The Imply Manager UI should now be accessible on port 9097.

Step 2: Log in and create the cluster

Follow these steps to create a cluster:

  1. From a browser, access Imply Manager at: http://<hostname>:9097.
  2. Create the administrator account and click Login to proceed.
  3. From the dashboard, click + New cluster.
  4. The default values are appropriate for a small-scale deployment. If you did not provide the imply_defaults_* configurations in the manager.conf file, you must set them at this time.
  5. In the Schema field, type a distinguishing name for the Imply Manager database schema, such as imply_manager.
  6. Click Create cluster to proceed.
  7. Click OK to confirm cluster creation. Note the Cluster ID indicated in the cluster status page. You will use it in the next step to configure the agents.

Step 3: Install agents

Install the agent on each node that will be part of this cluster. You need at least one master, one query, and one data node.

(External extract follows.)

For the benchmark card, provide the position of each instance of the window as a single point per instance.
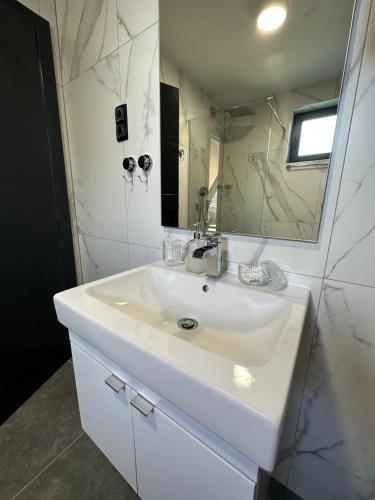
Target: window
(312, 134)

The Imply agent must have read and write permissions to the /mnt/var and /mnt/tmp directories. If the /mnt/var and /mnt/tmp directories do not exist, the installer creates them and sets appropriate permissions. If the directories exist but the imply user does not have read and write permissions, the install will fail.

  1. Download imply-agent-v6.tar.gz to the target directory.

  2. Extract the archive:

    $ tar -xvf imply-agent-v6.tar.gz
    
  3. Run the installer:

    $ sudo imply-agent-v6/script/install
    
  4. Configure the agent by editing /etc/opt/imply/agent.conf:

    # NODE_TIER_VALUE = "<integer>" # Tier number assigned to the node when you use more than 3 data tiers. You must also set IMPLY_MANAGER_AGENT_NODE_TYPE to `data`.
    IMPLY_MANAGER_HOST=<manager_host>
    IMPLY_MANAGER_AGENT_CLUSTER=<cluster_id>
    IMPLY_MANAGER_AGENT_NODE_TYPE=<[master, query, data, dataTier2, dataTier3]> 
    
    # Optional settings used for generating TLS certificates. These are only required if you use custom DNS entries for the agent servers.
    #IMPLY_AGENT_FQDN=<Fully qualified domain name for the agents>
    #IMPLY_AGENT_IP_ADDRESS=<External IP address for the agents>
    
    • IMPLY_MANAGER_HOST: The host for Imply Manager. Don't include the protocol (http:// or https://) for the URL value.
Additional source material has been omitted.